Konflik yang berkepanjangan adalah
tudingan yang tepat mengapa banyak sekali orang yang tidak mengetahui potensi
yang dimiliki oleh pemuda-pemudi Aceh. Dan saat kita diberi kesempatan, maka
ternyata kita juga bisa bersanding dengan mereka yang dekat dengan akses, baik
itu akses pendidikan, akses ekonomi maupun akses informasi.

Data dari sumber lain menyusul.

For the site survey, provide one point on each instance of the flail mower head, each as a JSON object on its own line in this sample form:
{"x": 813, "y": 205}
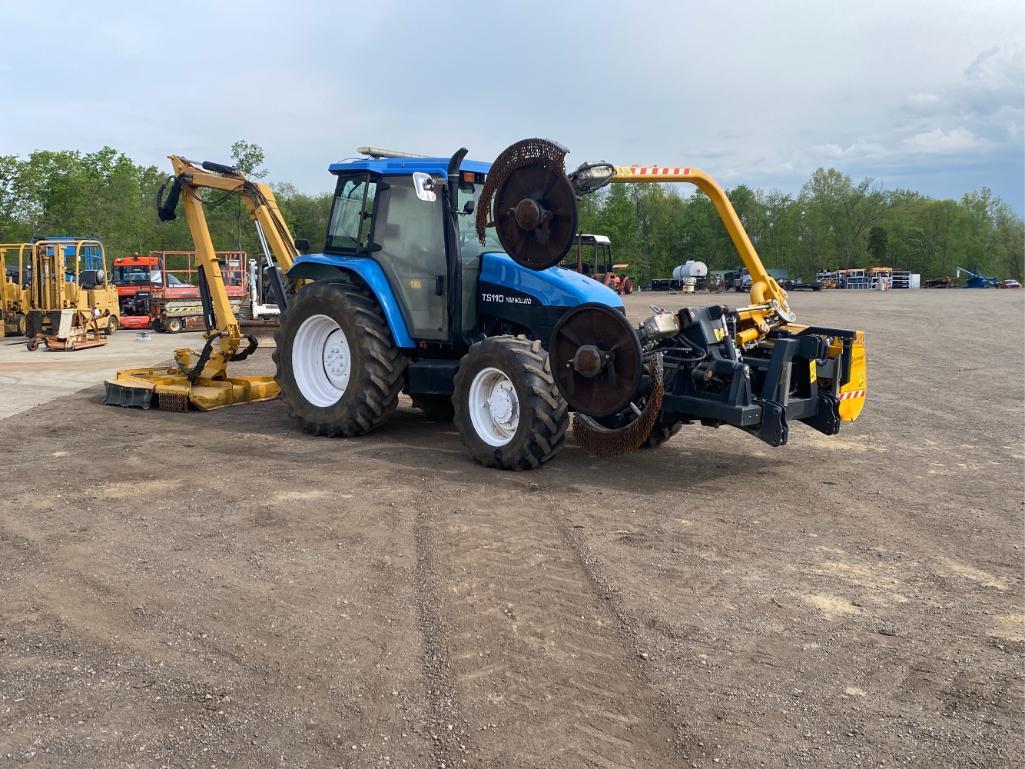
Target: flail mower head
{"x": 752, "y": 367}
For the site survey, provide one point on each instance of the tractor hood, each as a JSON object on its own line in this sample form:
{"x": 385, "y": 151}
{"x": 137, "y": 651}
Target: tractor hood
{"x": 552, "y": 287}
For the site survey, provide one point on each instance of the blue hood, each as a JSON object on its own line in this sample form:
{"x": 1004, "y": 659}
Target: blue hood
{"x": 554, "y": 287}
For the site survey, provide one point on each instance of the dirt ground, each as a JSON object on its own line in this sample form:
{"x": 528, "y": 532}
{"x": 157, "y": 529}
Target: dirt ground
{"x": 220, "y": 590}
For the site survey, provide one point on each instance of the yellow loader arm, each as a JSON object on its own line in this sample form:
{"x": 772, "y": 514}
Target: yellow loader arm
{"x": 769, "y": 301}
{"x": 769, "y": 307}
{"x": 201, "y": 378}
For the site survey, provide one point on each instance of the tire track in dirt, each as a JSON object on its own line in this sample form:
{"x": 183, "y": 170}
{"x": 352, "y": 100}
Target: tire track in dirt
{"x": 521, "y": 636}
{"x": 441, "y": 710}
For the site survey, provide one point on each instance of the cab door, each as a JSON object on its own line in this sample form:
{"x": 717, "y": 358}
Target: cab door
{"x": 409, "y": 244}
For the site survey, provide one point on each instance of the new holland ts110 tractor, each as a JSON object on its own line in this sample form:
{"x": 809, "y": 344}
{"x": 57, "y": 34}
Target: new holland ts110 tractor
{"x": 439, "y": 278}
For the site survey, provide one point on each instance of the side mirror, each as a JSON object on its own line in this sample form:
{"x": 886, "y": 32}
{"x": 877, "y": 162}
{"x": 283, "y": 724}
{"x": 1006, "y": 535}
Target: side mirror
{"x": 424, "y": 187}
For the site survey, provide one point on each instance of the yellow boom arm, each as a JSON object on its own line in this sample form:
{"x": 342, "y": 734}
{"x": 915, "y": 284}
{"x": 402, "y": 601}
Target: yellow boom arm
{"x": 201, "y": 378}
{"x": 769, "y": 302}
{"x": 263, "y": 210}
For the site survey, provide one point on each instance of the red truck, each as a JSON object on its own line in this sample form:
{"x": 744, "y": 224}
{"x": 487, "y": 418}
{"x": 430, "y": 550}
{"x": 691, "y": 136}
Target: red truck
{"x": 161, "y": 290}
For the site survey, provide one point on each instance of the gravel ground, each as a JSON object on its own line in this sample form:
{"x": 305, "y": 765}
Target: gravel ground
{"x": 220, "y": 590}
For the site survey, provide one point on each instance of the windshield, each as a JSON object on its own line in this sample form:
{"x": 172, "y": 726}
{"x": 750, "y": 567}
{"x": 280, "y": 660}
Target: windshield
{"x": 126, "y": 275}
{"x": 469, "y": 244}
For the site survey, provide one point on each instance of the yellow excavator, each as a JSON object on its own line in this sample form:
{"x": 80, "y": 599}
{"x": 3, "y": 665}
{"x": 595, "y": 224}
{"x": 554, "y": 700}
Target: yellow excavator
{"x": 201, "y": 378}
{"x": 15, "y": 260}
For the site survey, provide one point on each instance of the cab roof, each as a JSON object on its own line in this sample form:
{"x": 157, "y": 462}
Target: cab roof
{"x": 405, "y": 166}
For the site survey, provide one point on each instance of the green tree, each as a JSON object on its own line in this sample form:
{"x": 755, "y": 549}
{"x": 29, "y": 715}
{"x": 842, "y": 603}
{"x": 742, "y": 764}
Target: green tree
{"x": 249, "y": 159}
{"x": 877, "y": 244}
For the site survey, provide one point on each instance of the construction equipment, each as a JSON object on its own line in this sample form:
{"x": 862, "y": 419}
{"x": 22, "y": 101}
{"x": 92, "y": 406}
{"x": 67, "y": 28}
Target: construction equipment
{"x": 15, "y": 261}
{"x": 72, "y": 305}
{"x": 439, "y": 278}
{"x": 975, "y": 280}
{"x": 157, "y": 294}
{"x": 405, "y": 297}
{"x": 201, "y": 378}
{"x": 591, "y": 255}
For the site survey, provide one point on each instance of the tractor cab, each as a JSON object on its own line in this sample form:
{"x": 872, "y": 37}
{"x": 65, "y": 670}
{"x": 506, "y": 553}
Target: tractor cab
{"x": 406, "y": 227}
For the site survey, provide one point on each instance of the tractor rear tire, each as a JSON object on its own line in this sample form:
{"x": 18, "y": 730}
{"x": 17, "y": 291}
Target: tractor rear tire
{"x": 507, "y": 409}
{"x": 336, "y": 363}
{"x": 436, "y": 407}
{"x": 661, "y": 434}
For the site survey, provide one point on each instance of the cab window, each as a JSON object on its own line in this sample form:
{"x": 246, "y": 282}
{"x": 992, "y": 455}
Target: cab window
{"x": 352, "y": 214}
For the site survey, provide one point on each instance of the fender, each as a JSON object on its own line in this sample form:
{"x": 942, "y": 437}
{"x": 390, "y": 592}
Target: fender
{"x": 326, "y": 267}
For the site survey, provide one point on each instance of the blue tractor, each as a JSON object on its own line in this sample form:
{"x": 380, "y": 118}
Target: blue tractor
{"x": 406, "y": 296}
{"x": 439, "y": 277}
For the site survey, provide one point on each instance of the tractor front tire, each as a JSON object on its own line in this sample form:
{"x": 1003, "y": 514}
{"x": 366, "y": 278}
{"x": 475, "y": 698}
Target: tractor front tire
{"x": 336, "y": 363}
{"x": 507, "y": 409}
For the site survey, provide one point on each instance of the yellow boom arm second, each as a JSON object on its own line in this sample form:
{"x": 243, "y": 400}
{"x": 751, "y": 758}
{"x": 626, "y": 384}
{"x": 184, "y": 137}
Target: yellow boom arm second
{"x": 769, "y": 300}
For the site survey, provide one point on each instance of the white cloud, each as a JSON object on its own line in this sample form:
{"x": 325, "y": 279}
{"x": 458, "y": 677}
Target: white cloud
{"x": 940, "y": 142}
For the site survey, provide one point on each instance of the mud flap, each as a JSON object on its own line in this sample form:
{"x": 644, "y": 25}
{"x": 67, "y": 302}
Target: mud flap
{"x": 129, "y": 397}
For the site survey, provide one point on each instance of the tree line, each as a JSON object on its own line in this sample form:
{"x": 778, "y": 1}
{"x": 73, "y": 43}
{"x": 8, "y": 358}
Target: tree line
{"x": 831, "y": 223}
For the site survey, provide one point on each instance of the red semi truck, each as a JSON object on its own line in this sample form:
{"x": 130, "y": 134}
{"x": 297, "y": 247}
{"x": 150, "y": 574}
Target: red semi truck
{"x": 161, "y": 289}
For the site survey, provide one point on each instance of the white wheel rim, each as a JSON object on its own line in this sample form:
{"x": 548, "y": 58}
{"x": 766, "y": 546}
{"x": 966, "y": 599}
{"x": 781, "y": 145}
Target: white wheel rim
{"x": 322, "y": 360}
{"x": 494, "y": 407}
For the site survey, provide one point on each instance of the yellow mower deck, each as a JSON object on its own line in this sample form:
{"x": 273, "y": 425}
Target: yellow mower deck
{"x": 172, "y": 391}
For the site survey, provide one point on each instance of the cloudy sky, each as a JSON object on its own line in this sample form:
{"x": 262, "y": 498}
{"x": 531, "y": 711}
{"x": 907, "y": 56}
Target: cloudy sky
{"x": 926, "y": 95}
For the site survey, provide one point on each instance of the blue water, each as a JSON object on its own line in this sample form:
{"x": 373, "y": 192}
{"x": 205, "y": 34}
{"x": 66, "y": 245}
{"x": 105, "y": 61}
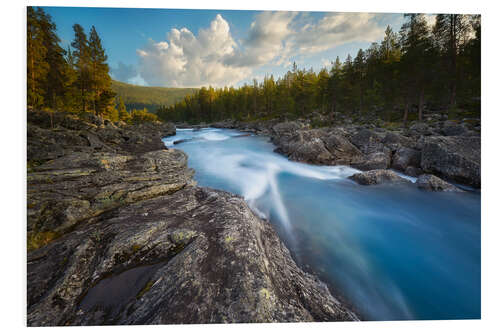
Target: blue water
{"x": 393, "y": 252}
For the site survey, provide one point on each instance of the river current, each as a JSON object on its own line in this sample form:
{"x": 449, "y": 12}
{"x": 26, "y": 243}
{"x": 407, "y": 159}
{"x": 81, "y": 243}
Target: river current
{"x": 393, "y": 252}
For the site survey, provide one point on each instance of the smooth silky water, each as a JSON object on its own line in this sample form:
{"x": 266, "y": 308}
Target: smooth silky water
{"x": 392, "y": 252}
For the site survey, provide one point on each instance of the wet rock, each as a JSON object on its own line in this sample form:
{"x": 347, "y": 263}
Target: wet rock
{"x": 413, "y": 171}
{"x": 433, "y": 183}
{"x": 454, "y": 129}
{"x": 454, "y": 157}
{"x": 373, "y": 177}
{"x": 135, "y": 241}
{"x": 367, "y": 141}
{"x": 373, "y": 161}
{"x": 405, "y": 157}
{"x": 394, "y": 141}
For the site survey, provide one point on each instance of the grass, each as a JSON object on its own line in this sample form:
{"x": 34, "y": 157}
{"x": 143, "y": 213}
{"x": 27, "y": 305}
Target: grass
{"x": 37, "y": 240}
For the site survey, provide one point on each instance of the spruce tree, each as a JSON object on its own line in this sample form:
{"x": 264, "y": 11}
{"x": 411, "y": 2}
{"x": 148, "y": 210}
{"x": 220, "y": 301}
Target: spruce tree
{"x": 122, "y": 111}
{"x": 53, "y": 84}
{"x": 102, "y": 94}
{"x": 37, "y": 66}
{"x": 81, "y": 56}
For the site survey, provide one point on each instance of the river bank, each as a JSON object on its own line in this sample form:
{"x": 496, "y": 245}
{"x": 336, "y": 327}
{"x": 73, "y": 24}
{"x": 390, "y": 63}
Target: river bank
{"x": 109, "y": 205}
{"x": 450, "y": 150}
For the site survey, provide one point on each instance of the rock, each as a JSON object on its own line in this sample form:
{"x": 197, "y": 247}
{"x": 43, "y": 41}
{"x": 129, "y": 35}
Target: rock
{"x": 454, "y": 157}
{"x": 454, "y": 129}
{"x": 405, "y": 157}
{"x": 433, "y": 183}
{"x": 373, "y": 161}
{"x": 367, "y": 141}
{"x": 343, "y": 152}
{"x": 378, "y": 177}
{"x": 122, "y": 235}
{"x": 413, "y": 171}
{"x": 395, "y": 141}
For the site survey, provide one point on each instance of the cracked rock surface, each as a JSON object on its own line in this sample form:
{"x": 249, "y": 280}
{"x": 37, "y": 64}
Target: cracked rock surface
{"x": 135, "y": 241}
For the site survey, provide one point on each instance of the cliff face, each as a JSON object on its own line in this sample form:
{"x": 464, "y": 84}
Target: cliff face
{"x": 119, "y": 233}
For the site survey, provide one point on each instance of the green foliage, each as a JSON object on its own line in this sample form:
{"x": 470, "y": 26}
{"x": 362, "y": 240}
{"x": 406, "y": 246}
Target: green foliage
{"x": 389, "y": 80}
{"x": 142, "y": 116}
{"x": 139, "y": 97}
{"x": 73, "y": 80}
{"x": 36, "y": 240}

Maka berterimakasihlah pada tsunami
yang sudah menghentikan konflik vertikal dan horizontal di masyarakat Aceh. Berterimakasihlah
pada mereka yang menjadi martir saat konflik dan tsunami sehingga kita bisa
mnegecap masa damai seperti ini. Karena pengorbanan mereka, kita juga bisa
menikmati akses beasiswa yang banyak dan kesempatan ke Luar neger gratis
sehingga ini berdampak pada cara fikir kita yang menjadi lebih terbuka melihat
perbedaan. Berterima kasihlah pada mereka, karena pengorbanan merekalah kita
bisa menikmati semua kemudahan itu.
Lalu
apa yang follow-up selanjutnya? Berbagilah pada mereka yang tidak seberuntung
kita. Berbagi informasi adalah cara terbaik jika kita tidak bisa berbagi duit
seperti apa yang dilakukan oleh seorang motivator Jakarta yang membagi duitnya
dengan menyebarkannya lewat helikopter dari atas langit Jakarta.